I realised as I read the paper that there must be historical information on where the live Tokay Geckos intended for human consumption in Hong Kong had been collected in the past. When we arrived in Hong Kong in November 1965, K.W. Chiu was working on the skin of Tokay Geckos. He was working for a PhD with Paul Maderson who had started the work in Hong Kong in 1962 but who had moved to the USA earlier in 1965. The geckos, intended for human consumption, were bought from the local snake shop. Suddenly the supply ceased, possibly because of disruption caused by Mao’s ‘Cultural Revolution’ and Chiu needed more in order to complete his work. A letter was sent to the British Embassy in Peking (now pinyinised to Beijing) asking the scientific attaché to help since it was known the animals came from southern China. I cannot remember what happened next but more geckos were secured.
I thought I would see if I could find any mention of where in China the 1960s geckos came from by searching some of the Maderson & Chiu papers. I quickly found the answer: Kwangsi now known as Guanxi Province. Whether Guanxi was then, and is now, the area of origin of all the geckos or whether it was a gathering point of geckos traded from neighbouring Vietnam and nearby north-east Thailand and Laos I do not know but in the genetic analysis these area loomed large and it would seem to me the trade in Hong Kong still relies on traders and trade routes that have endured at least since the end of the Second World War.

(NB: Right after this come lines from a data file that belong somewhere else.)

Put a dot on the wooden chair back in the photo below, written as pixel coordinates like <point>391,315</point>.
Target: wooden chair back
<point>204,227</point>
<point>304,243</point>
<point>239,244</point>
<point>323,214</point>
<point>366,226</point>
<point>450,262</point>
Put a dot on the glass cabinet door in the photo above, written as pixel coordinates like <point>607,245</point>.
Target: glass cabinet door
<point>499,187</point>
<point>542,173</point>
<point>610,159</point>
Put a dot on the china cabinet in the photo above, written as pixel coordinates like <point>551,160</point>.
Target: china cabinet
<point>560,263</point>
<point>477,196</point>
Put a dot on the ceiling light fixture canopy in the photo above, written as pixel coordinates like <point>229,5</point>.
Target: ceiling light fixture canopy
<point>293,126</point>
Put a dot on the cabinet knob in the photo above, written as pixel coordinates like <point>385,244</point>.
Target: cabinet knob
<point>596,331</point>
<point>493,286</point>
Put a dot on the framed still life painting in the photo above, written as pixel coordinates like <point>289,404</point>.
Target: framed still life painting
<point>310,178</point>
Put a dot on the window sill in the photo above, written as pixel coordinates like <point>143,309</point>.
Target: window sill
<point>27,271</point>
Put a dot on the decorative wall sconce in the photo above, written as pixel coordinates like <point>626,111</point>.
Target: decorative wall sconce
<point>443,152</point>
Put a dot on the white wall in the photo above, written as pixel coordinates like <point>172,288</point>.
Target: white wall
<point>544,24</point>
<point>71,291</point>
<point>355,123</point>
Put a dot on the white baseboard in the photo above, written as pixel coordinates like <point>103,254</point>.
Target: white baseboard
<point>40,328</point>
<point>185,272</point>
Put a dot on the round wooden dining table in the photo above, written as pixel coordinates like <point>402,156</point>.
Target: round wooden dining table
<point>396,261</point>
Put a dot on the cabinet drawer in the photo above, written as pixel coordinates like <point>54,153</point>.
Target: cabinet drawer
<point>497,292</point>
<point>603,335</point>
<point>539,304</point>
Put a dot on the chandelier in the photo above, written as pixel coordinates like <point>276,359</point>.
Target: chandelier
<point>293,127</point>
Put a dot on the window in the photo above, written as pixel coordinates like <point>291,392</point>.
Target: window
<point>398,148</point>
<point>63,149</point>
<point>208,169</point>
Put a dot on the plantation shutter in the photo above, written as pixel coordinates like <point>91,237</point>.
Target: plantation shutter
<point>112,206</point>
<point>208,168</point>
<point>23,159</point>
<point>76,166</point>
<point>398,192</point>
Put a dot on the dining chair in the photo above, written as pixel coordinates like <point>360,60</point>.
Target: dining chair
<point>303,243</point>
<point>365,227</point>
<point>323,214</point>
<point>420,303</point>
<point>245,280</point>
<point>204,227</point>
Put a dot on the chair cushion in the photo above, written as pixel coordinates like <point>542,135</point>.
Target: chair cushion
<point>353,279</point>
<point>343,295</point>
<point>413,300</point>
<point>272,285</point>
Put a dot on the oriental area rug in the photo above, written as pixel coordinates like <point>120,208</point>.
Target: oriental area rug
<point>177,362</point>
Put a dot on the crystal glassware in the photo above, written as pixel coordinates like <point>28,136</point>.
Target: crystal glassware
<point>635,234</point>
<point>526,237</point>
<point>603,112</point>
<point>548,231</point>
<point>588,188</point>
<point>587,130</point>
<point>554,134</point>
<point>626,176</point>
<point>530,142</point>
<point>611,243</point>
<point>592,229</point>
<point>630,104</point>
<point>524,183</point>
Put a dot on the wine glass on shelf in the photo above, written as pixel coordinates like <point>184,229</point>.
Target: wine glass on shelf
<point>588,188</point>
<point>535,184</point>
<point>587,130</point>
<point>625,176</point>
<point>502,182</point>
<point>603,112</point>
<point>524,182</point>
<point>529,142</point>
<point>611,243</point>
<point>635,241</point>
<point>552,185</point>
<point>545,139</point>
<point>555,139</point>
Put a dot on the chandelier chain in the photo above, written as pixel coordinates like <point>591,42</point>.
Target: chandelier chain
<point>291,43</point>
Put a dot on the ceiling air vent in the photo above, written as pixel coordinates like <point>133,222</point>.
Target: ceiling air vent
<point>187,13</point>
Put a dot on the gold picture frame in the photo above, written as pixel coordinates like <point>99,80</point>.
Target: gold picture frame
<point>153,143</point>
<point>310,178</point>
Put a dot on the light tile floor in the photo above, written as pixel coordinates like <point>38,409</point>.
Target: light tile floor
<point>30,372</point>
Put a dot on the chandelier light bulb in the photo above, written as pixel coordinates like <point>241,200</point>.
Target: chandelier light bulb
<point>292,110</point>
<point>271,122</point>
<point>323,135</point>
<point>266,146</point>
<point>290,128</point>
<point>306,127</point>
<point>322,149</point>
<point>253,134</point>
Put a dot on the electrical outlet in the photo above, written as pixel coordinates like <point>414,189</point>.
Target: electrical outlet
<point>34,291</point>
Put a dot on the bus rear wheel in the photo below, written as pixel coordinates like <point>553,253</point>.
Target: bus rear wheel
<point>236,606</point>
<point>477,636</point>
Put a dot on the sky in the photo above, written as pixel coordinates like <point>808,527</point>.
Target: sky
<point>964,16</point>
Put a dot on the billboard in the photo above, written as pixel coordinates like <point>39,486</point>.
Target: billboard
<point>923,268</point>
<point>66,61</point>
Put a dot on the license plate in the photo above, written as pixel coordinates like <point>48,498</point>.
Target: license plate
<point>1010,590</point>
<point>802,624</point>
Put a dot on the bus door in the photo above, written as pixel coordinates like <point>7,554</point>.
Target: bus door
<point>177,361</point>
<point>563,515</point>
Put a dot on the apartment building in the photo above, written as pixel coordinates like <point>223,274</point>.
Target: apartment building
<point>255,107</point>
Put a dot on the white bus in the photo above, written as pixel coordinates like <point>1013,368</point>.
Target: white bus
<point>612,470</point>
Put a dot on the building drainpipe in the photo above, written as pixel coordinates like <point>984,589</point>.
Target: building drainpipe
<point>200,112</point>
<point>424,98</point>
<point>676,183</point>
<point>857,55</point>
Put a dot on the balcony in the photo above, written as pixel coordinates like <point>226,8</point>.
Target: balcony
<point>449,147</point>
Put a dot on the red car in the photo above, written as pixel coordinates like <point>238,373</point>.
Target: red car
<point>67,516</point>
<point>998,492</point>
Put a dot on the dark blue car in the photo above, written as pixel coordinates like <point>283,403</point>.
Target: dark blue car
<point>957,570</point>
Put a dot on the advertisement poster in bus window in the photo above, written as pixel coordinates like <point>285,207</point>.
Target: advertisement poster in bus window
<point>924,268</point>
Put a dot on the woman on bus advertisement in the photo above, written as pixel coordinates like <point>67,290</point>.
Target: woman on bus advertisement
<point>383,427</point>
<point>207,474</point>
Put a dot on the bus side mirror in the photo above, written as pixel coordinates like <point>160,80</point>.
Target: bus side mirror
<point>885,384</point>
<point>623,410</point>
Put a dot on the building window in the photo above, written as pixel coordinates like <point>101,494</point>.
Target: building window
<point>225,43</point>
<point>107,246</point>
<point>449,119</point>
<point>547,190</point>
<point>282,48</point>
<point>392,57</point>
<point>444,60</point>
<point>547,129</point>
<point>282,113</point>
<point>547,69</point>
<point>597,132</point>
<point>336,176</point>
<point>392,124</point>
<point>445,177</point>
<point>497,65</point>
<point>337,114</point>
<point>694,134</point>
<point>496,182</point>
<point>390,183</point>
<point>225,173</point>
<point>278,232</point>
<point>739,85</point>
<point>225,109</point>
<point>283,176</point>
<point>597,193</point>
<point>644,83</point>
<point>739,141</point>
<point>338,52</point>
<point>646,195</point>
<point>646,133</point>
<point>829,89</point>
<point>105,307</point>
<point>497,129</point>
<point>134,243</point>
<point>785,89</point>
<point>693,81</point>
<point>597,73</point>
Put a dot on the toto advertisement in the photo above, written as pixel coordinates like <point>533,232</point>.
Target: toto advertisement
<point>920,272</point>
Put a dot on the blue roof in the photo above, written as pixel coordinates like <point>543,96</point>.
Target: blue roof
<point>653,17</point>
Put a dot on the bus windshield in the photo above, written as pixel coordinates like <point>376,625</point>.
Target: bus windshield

However, there is a complication. The new paper treats two morphs (black-spotted and red-spotted) as geographical distinct subspecies (G. gecko reevesii and G. g. gecko). By contrast, the IUCN Red List follows a 2011 paper in assigning the two forms species status and thereby resurrecting Reeves’s Tokay Gecko, G reevesii named by John Edward Gray of the British Museum in 1831. Therefore it is difficult to knowing what occurs where, Guanxi for example, when reading different accounts. However, the IUCN report does state that most records of G. gecko from Nanning, Guanxi are thought to be of animals that had escaped from farms. If—as seems likely—there are gecko farms in Guanxi then there may be all sorts of genetic admixture, just as in the case of Chinese giant salamanders.
The new paper discusses the effect of trade on populations in the countries of origin of Tokay Geckos and on the effect on accidental or intentional releases of live animals in the regions to which they are imported. The authors also consider the origins of the Tokay Gecko in Hong Kong—a topic to which I shall return.
Dufour PC, Miot EF, So TC, Tang SL, Jones EE, Kong TC, Yuan FL, Sung Y-H, Dingle C, Bonebrake TC. 2022 Home and hub: pet trade and traditional medicine impact reptile populations in source locations and destinations. Proceedings of the Royal Society B 289:20221011 doi.org/10.1098/rspb.2022.1011
Chiu KW, Maderson PFA. 1980. Observations on the interactions between thermal conditions and skin shedding frequency in the Tokay (Gekko gecko). Journal of Herpetology 14, 245-254.